NEW YORK – During the bull market, investors hardly took notice of the ho-hum performance of dividend-paying stocks, but they’re back in vogue now, thanks to a favorable tax rate, decelerating corporate earnings and sluggish bond yields.
Reflecting the interest of income-minded investors, the number of mutual funds focused on dividend-paying stocks has grown from 54 in 1999 to 81 last year, according to fund tracker Lipper Inc., and their assets are on the rise, as well.
Part of the attraction is their conservative nature, said Jeff Tjornehoj, research analyst at Lipper Inc. Equity income funds tend to lag during growth rallies, but hold up well in downturns, which is appealing to investors focused on preserving what they’ve saved.
“The companies in these portfolios are not the market’s barn burners,” Tjornehoj said. “They’re the steady Eddies of the market. But they do tend to appreciate, so people like that … and when times get tough, they count on that income stream.”
Dull though they may be, there’s a lot to like about dividend-paying stocks, said John Nichol, senior portfolio manager at Federated Investors. Historically, dividends have made up a significant share of total return; long-term studies dating back to the 1920s show dividends account for about 42 percent of total return on an annualized basis, he said.
“Dividends matter,” Nichol declared. “Over the ‘90s and recently that number has been less, but that focus is changing.”

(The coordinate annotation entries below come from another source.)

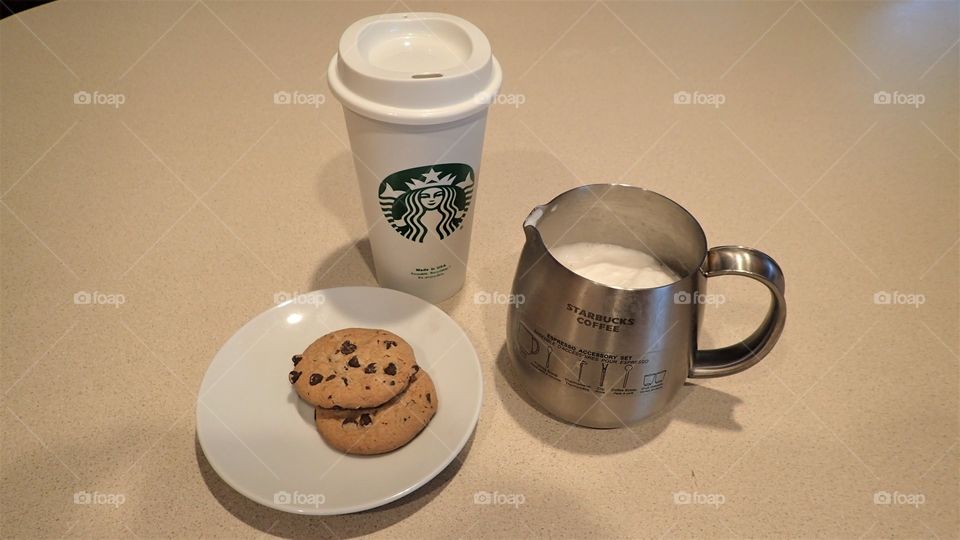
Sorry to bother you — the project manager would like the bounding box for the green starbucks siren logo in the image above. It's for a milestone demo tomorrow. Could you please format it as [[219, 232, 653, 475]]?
[[380, 163, 474, 243]]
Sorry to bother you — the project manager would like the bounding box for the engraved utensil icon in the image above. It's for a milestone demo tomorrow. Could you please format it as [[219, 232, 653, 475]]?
[[643, 370, 667, 386], [597, 362, 610, 386], [620, 364, 633, 388]]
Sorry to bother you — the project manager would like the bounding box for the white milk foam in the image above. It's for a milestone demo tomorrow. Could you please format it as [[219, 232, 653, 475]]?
[[550, 242, 680, 289]]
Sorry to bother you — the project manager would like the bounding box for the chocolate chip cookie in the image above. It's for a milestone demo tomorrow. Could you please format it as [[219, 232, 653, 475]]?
[[315, 371, 437, 455], [288, 328, 420, 409]]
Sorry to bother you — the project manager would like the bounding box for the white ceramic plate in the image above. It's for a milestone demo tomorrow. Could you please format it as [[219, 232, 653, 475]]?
[[197, 287, 483, 515]]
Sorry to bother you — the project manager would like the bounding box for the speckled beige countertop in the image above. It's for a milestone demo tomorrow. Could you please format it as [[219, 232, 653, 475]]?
[[0, 0, 960, 538]]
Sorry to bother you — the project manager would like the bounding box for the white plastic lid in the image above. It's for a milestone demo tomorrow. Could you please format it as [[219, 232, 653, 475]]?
[[327, 13, 503, 125]]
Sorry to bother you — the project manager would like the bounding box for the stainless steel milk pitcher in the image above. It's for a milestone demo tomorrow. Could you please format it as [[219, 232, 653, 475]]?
[[507, 184, 786, 428]]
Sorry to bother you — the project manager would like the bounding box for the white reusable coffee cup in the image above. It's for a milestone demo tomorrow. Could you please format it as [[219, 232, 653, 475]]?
[[328, 13, 502, 302]]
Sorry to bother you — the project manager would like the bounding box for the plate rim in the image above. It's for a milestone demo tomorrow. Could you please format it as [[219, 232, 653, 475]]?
[[194, 286, 483, 516]]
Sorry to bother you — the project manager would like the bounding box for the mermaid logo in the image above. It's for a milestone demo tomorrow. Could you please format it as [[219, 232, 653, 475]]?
[[380, 163, 474, 243]]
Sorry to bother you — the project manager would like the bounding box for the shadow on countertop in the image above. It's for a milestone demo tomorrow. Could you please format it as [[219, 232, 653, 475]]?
[[494, 345, 743, 454], [194, 431, 476, 538]]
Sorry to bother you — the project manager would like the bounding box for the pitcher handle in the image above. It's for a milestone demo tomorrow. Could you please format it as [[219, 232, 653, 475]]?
[[689, 246, 787, 378]]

In addition, dividend payers have outperformed non-dividend paying stocks over the long run, according to a study by Ned Davis Research. From 1972 to 2004, dividend-paying stocks rose 10.2 percent on an annualized basis, while non-dividend stocks rose just 4.4 percent.
Adding to their appeal, a 2003 change to the tax code cut the maximum tax on dividend payments to 15 percent. Some on Wall Street think there’s a good chance that will be made permanent during the second Bush administration.

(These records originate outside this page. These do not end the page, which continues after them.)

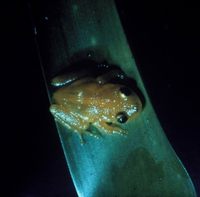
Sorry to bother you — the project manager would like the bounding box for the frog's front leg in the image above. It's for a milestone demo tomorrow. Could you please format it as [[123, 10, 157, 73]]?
[[50, 104, 99, 144], [94, 121, 128, 135], [51, 70, 89, 87]]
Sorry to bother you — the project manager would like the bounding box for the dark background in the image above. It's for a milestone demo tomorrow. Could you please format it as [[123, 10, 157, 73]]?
[[0, 0, 200, 197]]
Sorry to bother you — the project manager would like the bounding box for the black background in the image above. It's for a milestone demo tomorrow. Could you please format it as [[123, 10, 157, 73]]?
[[1, 0, 200, 197]]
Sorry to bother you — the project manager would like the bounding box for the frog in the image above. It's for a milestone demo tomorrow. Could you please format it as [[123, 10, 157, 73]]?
[[50, 61, 143, 144]]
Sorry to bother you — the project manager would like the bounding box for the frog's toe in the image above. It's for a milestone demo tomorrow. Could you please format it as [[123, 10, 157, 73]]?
[[113, 129, 128, 136]]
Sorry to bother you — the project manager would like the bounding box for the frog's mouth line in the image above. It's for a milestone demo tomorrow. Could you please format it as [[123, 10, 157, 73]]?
[[49, 104, 69, 125]]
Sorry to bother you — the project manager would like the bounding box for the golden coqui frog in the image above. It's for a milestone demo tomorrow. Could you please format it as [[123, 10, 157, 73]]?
[[50, 65, 142, 142]]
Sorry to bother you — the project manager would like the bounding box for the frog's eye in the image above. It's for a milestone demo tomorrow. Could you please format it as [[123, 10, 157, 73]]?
[[119, 87, 132, 96], [116, 112, 128, 123]]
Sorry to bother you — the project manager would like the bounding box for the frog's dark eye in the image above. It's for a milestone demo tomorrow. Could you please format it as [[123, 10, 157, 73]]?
[[119, 87, 132, 96], [116, 112, 128, 123]]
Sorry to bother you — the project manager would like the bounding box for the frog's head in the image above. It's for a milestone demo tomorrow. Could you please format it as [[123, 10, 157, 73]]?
[[108, 86, 142, 124]]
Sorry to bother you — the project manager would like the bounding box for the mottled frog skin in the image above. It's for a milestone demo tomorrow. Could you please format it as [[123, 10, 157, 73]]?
[[50, 63, 142, 142]]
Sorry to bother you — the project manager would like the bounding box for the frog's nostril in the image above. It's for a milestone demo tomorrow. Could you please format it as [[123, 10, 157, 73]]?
[[116, 112, 128, 123], [119, 87, 132, 96]]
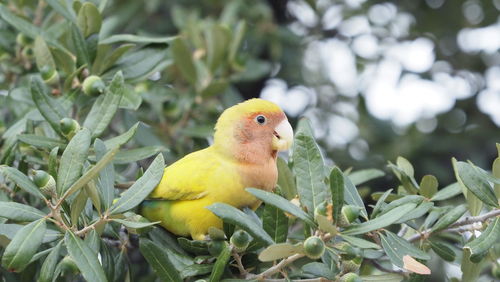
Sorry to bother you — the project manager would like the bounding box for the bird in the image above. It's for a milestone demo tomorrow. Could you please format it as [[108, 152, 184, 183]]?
[[140, 98, 293, 240]]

As with all securities, investors should be wary about fees when shopping for equity income funds. The premium paid for active management can diminish or erase the yield – especially if you wind up buying a front-loaded fund through a broker. Decent yields at lower expenses can often be found through index mutual funds or exchange-traded funds, such as the iShares Dow Jones Select Dividend Index, which trades under the ticker symbol DVY.

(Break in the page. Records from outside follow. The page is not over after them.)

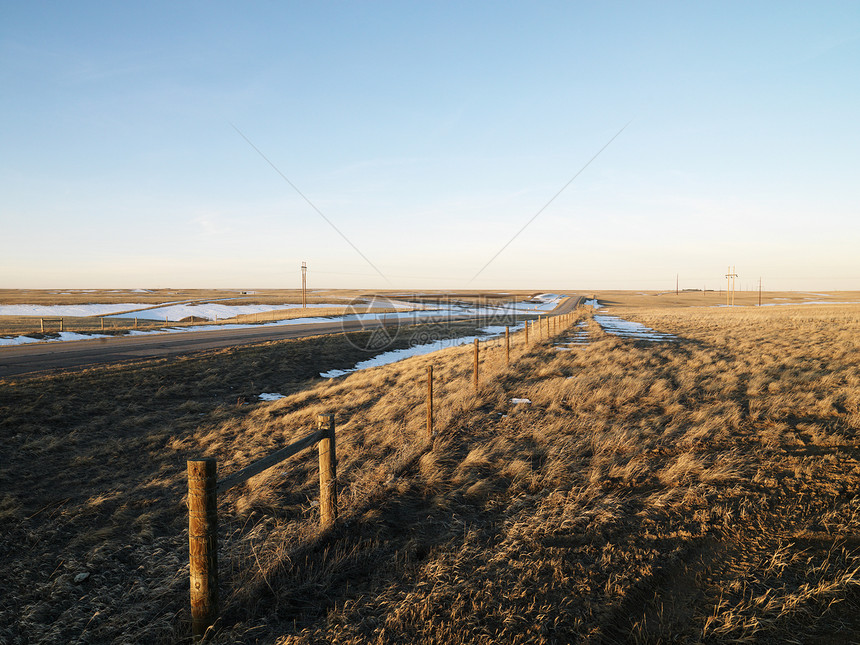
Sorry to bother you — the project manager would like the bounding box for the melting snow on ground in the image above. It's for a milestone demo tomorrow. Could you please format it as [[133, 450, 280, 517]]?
[[320, 326, 521, 378], [556, 320, 588, 352], [594, 314, 677, 341], [0, 331, 110, 347]]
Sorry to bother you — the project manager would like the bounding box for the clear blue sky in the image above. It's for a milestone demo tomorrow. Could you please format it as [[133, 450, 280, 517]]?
[[0, 1, 860, 290]]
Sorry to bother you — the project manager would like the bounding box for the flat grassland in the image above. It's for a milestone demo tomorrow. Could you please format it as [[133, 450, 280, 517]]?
[[0, 300, 860, 644]]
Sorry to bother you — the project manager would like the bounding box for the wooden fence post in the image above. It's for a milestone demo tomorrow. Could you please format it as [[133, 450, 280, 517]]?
[[475, 338, 478, 392], [427, 365, 433, 441], [188, 459, 218, 640], [317, 414, 337, 529]]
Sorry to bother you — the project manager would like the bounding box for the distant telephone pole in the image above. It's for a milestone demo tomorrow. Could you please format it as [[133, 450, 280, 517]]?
[[726, 267, 738, 307], [302, 262, 308, 309]]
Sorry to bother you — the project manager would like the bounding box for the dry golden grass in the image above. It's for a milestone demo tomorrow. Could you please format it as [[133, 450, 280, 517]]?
[[0, 306, 860, 643]]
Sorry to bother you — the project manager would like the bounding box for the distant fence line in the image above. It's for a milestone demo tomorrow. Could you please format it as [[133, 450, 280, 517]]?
[[187, 306, 582, 640]]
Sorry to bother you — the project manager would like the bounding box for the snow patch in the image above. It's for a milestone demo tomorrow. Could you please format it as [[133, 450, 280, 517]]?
[[594, 314, 677, 341]]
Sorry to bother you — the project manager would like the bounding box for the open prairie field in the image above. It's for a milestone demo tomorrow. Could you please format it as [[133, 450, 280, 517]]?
[[0, 300, 860, 644]]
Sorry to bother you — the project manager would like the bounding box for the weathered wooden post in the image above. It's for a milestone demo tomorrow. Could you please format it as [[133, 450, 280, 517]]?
[[317, 414, 337, 529], [475, 338, 478, 392], [427, 365, 433, 441], [188, 459, 218, 640]]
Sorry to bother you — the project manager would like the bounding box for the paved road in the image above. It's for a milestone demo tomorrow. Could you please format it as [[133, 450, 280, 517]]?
[[0, 298, 581, 378]]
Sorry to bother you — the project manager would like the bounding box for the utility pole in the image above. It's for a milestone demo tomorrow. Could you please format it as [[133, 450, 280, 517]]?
[[726, 267, 738, 307], [302, 262, 308, 309]]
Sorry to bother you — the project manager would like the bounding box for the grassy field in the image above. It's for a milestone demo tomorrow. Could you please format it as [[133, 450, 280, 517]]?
[[0, 289, 535, 338], [0, 293, 860, 644]]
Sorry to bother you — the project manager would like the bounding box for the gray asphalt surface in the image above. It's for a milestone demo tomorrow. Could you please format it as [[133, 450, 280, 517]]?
[[0, 297, 582, 378]]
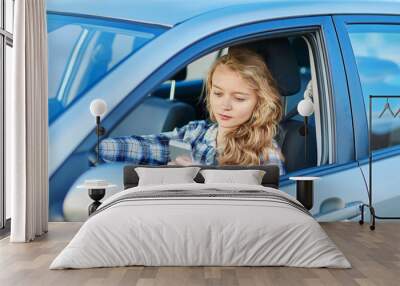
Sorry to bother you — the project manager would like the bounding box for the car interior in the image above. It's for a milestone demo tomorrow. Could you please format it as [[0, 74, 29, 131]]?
[[108, 36, 318, 172]]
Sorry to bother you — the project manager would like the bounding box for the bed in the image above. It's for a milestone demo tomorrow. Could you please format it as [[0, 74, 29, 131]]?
[[50, 166, 351, 269]]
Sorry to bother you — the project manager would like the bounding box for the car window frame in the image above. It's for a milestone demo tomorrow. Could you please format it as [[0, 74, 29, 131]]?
[[52, 16, 354, 184], [100, 16, 354, 181], [333, 15, 400, 164]]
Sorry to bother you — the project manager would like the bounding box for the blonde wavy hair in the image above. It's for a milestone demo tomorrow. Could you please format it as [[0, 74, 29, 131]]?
[[205, 48, 283, 165]]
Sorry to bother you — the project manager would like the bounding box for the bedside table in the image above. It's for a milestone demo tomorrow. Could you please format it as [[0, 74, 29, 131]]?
[[77, 180, 116, 216], [289, 177, 320, 210]]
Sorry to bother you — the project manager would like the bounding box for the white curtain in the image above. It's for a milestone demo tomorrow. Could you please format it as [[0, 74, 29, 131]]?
[[5, 0, 48, 242]]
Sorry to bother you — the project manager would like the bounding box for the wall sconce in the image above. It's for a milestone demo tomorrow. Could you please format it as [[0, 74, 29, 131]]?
[[90, 98, 107, 164]]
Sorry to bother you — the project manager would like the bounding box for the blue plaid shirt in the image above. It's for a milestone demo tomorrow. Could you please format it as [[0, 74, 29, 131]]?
[[99, 120, 285, 175]]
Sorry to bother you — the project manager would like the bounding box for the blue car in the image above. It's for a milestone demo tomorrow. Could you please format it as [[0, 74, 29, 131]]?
[[47, 0, 400, 221]]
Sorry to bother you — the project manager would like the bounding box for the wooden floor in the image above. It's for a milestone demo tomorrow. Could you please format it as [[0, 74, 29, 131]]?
[[0, 222, 400, 286]]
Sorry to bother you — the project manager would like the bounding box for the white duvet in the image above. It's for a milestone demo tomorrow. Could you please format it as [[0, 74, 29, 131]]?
[[50, 183, 351, 269]]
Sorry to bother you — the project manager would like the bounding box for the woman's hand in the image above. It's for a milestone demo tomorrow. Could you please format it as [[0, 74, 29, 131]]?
[[168, 156, 193, 166]]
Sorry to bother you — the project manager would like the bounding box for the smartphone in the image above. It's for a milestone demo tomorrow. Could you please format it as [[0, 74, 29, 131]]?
[[169, 140, 193, 161]]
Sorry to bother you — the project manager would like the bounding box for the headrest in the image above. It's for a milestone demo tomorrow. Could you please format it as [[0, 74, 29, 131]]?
[[234, 38, 301, 96]]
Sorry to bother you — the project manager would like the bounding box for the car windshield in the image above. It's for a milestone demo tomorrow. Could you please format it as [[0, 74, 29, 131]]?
[[47, 12, 164, 124]]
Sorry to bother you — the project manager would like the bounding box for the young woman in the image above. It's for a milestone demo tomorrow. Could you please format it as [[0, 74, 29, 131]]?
[[99, 48, 285, 175]]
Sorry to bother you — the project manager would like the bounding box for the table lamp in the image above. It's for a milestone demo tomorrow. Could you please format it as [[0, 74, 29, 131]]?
[[90, 98, 107, 164]]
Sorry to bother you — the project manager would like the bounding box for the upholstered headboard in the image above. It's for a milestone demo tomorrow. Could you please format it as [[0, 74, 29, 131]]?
[[124, 165, 279, 189]]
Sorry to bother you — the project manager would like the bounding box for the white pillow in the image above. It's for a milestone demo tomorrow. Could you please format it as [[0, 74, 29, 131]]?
[[135, 167, 200, 186], [200, 169, 265, 185]]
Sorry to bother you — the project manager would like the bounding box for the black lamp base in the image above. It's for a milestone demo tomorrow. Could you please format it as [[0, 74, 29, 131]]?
[[296, 180, 314, 210], [88, 189, 106, 216]]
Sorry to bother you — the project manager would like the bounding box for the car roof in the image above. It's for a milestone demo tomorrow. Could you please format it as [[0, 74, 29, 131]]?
[[47, 0, 400, 27]]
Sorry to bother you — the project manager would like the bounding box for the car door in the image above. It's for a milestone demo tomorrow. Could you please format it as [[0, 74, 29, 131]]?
[[334, 15, 400, 217]]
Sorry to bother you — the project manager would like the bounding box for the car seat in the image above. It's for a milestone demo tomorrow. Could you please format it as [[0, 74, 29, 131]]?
[[234, 38, 317, 172]]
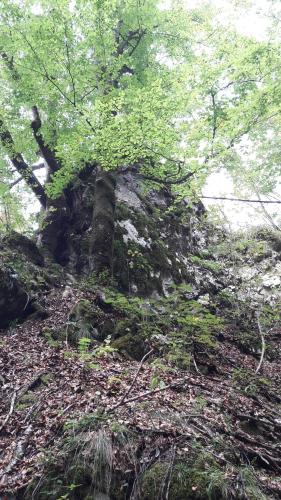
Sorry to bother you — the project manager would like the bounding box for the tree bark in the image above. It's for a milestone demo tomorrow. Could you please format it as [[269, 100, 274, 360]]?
[[31, 106, 60, 176], [89, 170, 116, 275], [0, 118, 47, 208]]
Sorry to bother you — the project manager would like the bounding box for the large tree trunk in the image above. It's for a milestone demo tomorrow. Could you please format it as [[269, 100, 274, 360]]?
[[39, 194, 69, 265], [89, 170, 116, 275]]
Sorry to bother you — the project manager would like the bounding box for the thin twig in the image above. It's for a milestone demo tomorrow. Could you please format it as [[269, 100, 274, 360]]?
[[200, 196, 281, 204], [256, 313, 265, 373], [116, 349, 153, 405], [0, 391, 17, 432], [106, 382, 183, 413]]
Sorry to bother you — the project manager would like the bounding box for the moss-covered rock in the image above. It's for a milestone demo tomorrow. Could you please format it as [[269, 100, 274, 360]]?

Darwin K. Abrahamson, chief executive of Invest n Retire LLC in Portland, which provides Web-based services for 401(k) plans, said he recently transferred a portion of his mother’s portfolio to ETFs, including the Dow Jones Select Dividend Index, which pays a 3.11 percent yield and has a rock-bottom expense ratio of just 0.40 percent. Previously, her retirement portfolio had been concentrated in loaded funds selected by her broker.
“When I moved her over to ETFs, the first thing he told me was, ‘You know, I’m not making much money off these.’ And I said, ‘Hey, we’re not doing this for your back pocket!’ ” Abrahamson said. “She was looking for some income, and it (DVY) paid a higher dividend yield than short-term bonds or money market accounts, but still had upside growth potential. And retirees are living so long these days, they can’t just go strictly on income. They still need that growth.”